Tre
no
di Giorgio Maimone
Prologo:
u no
Fuori,
come sempre, è aria di festa. Palloncini colorati a forma
di cuore si intrecciano a corone luminose a formare una sorta
di tunnel a Natale. Al bancone della reception il vecchio laido
che sta dietro il banco ci prende i documenti come fossero infetti.
Un po’ infetto, infatti, mi sento. Corpo estraneo, respinto.
Fatto fuori. Io, di sicuro, non c’entro. Decide di farci
passare “ma con pagamento in anticipo!” Anche questo
è sesso a pagamento. Appagamento? Ogni tanto. Per un po’.
Forse si può fare. Ma poi? Quale poi? Qui siamo al prima.
Io e la sconosciuta che sale le scale davanti a me ci avviciniamo
alla porta, l’apriamo, osserviamo il talamo e ci viene lo
sconforto. Già romanticismo non ce n’è. Nella
situazione in genere. Ma così …
“Senti, lasciamo perdere?”
“E come si fa? Tanto qua siamo … Meglio approfittarne,
no” e sorride tentando un’espressione lubrica. Sarà
il riflesso delle luci al neon da fuori la finestra, ma non le
viene bene.
“No, sai, sarà che ho mangiato pesante…. Anzi,
potremmo andare a mangiare … o a bere …?”

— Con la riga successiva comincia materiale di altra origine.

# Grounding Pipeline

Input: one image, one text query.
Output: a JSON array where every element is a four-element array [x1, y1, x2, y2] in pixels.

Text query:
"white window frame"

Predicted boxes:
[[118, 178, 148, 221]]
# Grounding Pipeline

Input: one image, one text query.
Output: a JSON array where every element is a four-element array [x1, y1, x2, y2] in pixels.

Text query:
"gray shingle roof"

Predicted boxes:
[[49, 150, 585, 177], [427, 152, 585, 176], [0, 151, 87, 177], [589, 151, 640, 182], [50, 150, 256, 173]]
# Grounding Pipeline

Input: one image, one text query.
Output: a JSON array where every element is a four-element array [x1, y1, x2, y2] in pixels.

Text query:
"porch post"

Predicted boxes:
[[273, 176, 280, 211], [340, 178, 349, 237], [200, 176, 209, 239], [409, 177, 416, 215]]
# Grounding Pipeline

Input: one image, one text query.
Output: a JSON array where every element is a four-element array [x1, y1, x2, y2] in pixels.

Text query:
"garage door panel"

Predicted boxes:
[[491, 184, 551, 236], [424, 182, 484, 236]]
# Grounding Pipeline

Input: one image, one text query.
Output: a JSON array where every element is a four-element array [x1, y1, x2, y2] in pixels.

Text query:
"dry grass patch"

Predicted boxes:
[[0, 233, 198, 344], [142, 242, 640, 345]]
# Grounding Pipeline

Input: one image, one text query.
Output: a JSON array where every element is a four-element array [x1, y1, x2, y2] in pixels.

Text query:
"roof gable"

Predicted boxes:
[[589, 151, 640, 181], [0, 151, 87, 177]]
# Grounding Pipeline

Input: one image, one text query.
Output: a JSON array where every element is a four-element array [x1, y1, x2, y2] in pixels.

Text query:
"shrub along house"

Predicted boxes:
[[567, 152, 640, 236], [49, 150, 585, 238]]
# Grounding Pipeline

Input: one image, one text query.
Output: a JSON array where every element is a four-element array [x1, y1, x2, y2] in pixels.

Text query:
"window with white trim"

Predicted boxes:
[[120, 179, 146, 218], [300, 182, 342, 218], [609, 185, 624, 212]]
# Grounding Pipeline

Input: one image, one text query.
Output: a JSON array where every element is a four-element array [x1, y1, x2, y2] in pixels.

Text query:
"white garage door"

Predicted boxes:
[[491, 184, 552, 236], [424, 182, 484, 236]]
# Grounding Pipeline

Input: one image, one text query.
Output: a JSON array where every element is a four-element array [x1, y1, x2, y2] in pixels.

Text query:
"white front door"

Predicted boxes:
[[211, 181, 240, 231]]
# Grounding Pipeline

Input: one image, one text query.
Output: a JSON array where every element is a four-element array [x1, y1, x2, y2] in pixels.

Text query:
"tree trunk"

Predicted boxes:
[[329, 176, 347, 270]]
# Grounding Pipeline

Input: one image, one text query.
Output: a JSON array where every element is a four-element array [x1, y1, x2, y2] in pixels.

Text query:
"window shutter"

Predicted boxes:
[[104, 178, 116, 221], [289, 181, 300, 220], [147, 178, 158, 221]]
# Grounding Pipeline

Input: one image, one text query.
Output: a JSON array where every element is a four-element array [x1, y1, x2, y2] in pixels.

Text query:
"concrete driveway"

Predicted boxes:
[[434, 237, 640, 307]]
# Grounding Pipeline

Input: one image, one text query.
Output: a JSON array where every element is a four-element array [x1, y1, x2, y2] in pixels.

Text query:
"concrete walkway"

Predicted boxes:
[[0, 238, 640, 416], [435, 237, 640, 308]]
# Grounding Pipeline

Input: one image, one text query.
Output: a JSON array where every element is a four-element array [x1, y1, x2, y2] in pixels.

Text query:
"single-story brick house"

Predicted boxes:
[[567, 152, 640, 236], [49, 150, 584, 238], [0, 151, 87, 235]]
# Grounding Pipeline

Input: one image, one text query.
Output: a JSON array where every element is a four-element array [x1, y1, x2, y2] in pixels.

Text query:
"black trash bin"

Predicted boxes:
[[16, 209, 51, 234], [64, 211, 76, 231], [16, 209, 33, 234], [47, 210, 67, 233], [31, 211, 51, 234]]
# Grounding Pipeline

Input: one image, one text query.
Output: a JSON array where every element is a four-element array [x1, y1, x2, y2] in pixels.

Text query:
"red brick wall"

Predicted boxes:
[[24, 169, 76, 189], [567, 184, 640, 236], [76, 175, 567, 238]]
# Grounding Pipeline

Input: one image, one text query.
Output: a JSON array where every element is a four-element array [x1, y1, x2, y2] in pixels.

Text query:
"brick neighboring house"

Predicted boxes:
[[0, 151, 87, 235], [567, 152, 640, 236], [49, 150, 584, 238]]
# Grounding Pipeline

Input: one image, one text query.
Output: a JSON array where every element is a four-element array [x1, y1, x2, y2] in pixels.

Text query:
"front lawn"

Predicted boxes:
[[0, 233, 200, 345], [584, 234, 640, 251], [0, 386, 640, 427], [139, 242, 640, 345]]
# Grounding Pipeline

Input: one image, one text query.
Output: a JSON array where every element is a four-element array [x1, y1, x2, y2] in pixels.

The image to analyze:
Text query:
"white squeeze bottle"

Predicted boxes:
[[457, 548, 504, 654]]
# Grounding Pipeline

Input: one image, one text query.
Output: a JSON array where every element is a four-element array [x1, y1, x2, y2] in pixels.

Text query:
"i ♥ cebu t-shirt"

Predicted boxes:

Il fruscio con cui scivola fuori dalla gonna mi lascia intendere
che non c’è scampo. Un altro coito si avvicina. Lo
pratico con fatica. Con sempre meno orgasmo ed entusiasmo. E nemmeno
i gridolini che provengono da un altrove più lontano, assolutamente
fuori da me, riescono a sollevare il mio interesse. Un compito
da portare alla fine. Eseguito il quale sono libero. Scendo le
scale molto più leggero. Perché indagare su quella
punta d’amaro che mi porto negli angoli della bocca? Non
ho niente da spartire.
“Andiamo a bere qualcosa?”
“No, guarda, credo sia tardi”
“Tardi? Ma sono le 7! E mi sento così bene. Lo facciamo
ancora?”.
Lei. Io non mi sento altrettanto bene. Ma lei ci si mette d’impegno.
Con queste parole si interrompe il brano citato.